Tim Berners-Lee; photo courtesy of CERN

Over at BBC News, James Gillies has an entertaining account of how the World Wide Web came into being at CERN, the European particle physics laboratory in Geneva. Gillies is director of communication at the lab and co-author of How The Web Was Born: The Story of the World Wide Web.

The World Wide Web has many birthdays.

March 1989, when Tim Berners-Lee handed his boss a short document entitled Information Management: a Proposal, is one.

Christmas of the following year, when the Web was up and running on two computers, is another.

But perhaps the most important Web anniversary of all is 30 April 1993.

That's the day that Cern put the web in the public domain, thereby ensuring that the world would have a single system for accessing the Internet, instead of a Microsoft Web, a Macintosh Web and who knows, perhaps even an Amstrad Web.

Berners-Lee, a former physicist whose initial proposal for the Web earned the comment "Vague, but exciting" from his boss, was not the only one thinking about new ways to access information on the Internet, which had been around since the 1970s but was devilishly hard to work with. Competing systems included Archie, WAIS and Gopher, Gillies writes. But they were soon eclipsed by the Web, which grew a whopping 341634% in 1994, the year after CERN made it available to the public for free.

Cern's apparent altruism is deeply embedded in the organization's culture. Founded in 1954 by 12 European countries, Cern exists to carry out fundamental, curiosity-driven, research.

Its product is knowledge about the Universe, the particles of which it is composed and the forces that give it structure, and it is mandated by its founding convention to publish or otherwise make generally available the results of its work.

In putting the web in the public domain, Cern was only doing just that. The world's first web site, http://info.cern.ch/, is still up and running.

For more on the Web's past development and potential future, see Berners-Lee's testimony to the US House of Representatives Subcommittee on Telecommunications and the Internet in March 2007.

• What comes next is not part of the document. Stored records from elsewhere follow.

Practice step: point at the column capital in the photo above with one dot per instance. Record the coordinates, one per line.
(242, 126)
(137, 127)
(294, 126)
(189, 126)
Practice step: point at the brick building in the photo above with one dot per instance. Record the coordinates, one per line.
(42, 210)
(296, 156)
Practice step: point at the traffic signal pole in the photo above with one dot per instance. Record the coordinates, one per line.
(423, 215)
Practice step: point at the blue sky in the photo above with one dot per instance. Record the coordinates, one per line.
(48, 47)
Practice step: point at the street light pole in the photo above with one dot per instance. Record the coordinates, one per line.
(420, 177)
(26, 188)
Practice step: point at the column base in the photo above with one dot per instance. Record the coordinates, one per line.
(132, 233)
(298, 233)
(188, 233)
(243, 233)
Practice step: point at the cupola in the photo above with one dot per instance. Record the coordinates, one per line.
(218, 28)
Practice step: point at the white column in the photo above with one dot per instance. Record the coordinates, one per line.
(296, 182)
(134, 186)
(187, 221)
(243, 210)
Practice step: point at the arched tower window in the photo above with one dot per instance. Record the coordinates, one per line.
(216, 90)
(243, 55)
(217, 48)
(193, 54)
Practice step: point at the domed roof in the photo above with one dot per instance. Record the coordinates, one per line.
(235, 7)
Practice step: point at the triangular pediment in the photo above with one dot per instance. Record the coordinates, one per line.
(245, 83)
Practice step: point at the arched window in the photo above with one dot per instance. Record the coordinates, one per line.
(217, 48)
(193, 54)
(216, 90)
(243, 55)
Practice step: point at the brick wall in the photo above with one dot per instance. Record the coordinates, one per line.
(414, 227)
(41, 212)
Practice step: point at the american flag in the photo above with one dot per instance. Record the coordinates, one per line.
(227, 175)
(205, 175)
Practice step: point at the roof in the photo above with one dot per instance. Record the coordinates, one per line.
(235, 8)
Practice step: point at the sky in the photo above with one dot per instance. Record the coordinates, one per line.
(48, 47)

Special bonus: Here's another April 30th anniversary, from Randy Alfred at Wired:

1897: Physicist J.J. Thomson tells a startled scientific audience that he's discovered something smaller than an atom, a particle with a minuscule mass and a negative charge. Some in the audience at the Royal Institution of Great Britain that Friday evening later told Thomson they thought he was "pulling their legs."